More In This Article
If a breakthrough in developing an HIV vaccine occurred today, scientists and drug companies would need another decade to provide a commercial product. But, after a long struggle, researchers may indeed have made that breakthrough using a new vaccine approach that combines two prior ones. Given that the AIDS pandemic has been around for 30 years and has claimed 36 million lives, with 35 million more people currently infected with the HIV virus, the long-awaited goal might finally be attainable, according to researchers attending the 13th Aids Vaccine Conference last week in Barcelona.
This optimism is refreshing because the HIV vaccine track record has not been stellar. Of the five efficacy trials to date, four proved disappointing, with two of them even indicating an increased likelihood of contracting the virus among individuals who were vaccinated. It was only with RV144 (the so-called Thai trial) that a light appeared at the end of the tunnel.
Widely discredited by some heavyweights in the field before the trial results were announced, the RV144 vaccine showed the efficacy of an approach called prime boost—combining a DNA vaccine with a protein vaccine. RV144 provided 31 percent more protection than a placebo. The modest success was enough to spark the creation of the Pox Protein Public–Private Partnership (P5), a consortium of governments, companies and nongovernmental organizations that plans to take RV144 all the way to licensed product.
Despite the optimism about RV144, other researchers still question whether governments should be investing in a vaccine instead of concentrating on prevention and treatment strategies. Yes they should, said Anthony S. Fauci, director of the National Institute of Allergy and Infectious Diseases, during a plenary speech. “An HIV vaccine is essential to durably control and effectively end the pandemic,” Fauci asserted.
Of antibodies and T cells
Researchers follow two main approaches to an HIV vaccine: antibodies and T cells. Antibodies, proteins produced by the immune system to identify and neutralize foreign objects, were big in the early years of the research, but after disappointing results interest moved to responses conducted by immune cells. This changed again with the discovery of broadly neutralizing antibodies, which are produced by 20 percent of HIV-positive individuals two or three years after infection.

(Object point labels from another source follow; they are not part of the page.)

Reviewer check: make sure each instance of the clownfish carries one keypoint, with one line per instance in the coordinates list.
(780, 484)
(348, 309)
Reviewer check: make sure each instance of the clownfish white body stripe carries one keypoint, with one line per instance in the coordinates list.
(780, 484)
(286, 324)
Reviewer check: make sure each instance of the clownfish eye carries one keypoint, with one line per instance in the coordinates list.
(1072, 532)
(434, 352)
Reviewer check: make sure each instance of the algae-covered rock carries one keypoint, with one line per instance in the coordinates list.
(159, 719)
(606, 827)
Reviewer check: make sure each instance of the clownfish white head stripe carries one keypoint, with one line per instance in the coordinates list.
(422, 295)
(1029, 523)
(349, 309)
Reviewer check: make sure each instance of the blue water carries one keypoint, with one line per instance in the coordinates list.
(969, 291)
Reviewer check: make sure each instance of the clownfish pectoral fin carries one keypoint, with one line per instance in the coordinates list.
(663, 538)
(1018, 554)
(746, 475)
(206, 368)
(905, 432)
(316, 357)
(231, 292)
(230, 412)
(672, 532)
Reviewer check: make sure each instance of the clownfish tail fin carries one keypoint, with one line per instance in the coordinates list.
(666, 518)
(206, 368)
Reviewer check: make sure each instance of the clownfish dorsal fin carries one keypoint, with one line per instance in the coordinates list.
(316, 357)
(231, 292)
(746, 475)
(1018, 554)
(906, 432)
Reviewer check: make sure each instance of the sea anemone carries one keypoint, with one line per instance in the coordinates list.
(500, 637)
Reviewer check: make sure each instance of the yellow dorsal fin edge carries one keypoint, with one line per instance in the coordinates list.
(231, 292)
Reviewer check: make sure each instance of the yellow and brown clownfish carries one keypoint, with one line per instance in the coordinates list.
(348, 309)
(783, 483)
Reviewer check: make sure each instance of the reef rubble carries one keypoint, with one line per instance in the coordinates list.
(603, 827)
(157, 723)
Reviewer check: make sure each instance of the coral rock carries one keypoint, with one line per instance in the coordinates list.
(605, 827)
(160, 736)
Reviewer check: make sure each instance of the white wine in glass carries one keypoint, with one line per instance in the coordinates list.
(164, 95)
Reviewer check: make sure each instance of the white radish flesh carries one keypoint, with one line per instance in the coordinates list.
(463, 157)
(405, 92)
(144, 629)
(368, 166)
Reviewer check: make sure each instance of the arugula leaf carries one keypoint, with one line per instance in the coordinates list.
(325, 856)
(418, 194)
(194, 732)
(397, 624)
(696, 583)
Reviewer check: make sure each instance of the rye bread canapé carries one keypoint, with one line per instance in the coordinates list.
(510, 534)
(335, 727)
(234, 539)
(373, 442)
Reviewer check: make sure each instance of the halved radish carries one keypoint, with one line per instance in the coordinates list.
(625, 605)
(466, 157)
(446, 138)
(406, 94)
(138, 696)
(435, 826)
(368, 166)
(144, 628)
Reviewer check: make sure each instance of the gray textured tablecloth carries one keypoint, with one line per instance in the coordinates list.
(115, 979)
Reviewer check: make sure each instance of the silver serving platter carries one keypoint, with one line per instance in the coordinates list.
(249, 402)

These antibodies are able to target specific regions of the virus that are important for its survival and are present in many of the different HIV subtypes. So a vaccine comprising them might be effective despite the virus’s variability, a problem that has been a considerable hurdle. They are so promising, researchers at the meeting said, that one of the recommended therapeutic approaches is to inject the antibodies directly into the bloodstreams of those at risk. Although these antibodies have been used to treat specific illnesses, they have not been considered as a vaccine substitute for the broad population.
Another strategy is to use the parts of the HIV virus these antibodies recognize as models to teach the immune system how to make more of their own broadly neutralizing antibodies. But neutralization is not the only ability these molecules bring to the fight. The RV144 trial showed that antibodies can also battle the virus tapping other abilities that, for example, lead to the death of the infected cell.
Despite these novel investigations, researchers at the conference noted that work to exploit the body’s own T cells—immune cells that can promote a response or kill an infected cell—has not been forgotten. Although vaccines based on them have thus far failed to prevent infection, they still prove somewhat effective in therapeutic applications directed at controlling viral load in those already infected. In fact, the combination of antibody and T cell approaches is one of the avenues the researchers are beginning to explore—the holy grail being a vaccine that can prevent infection as well as control virus replication.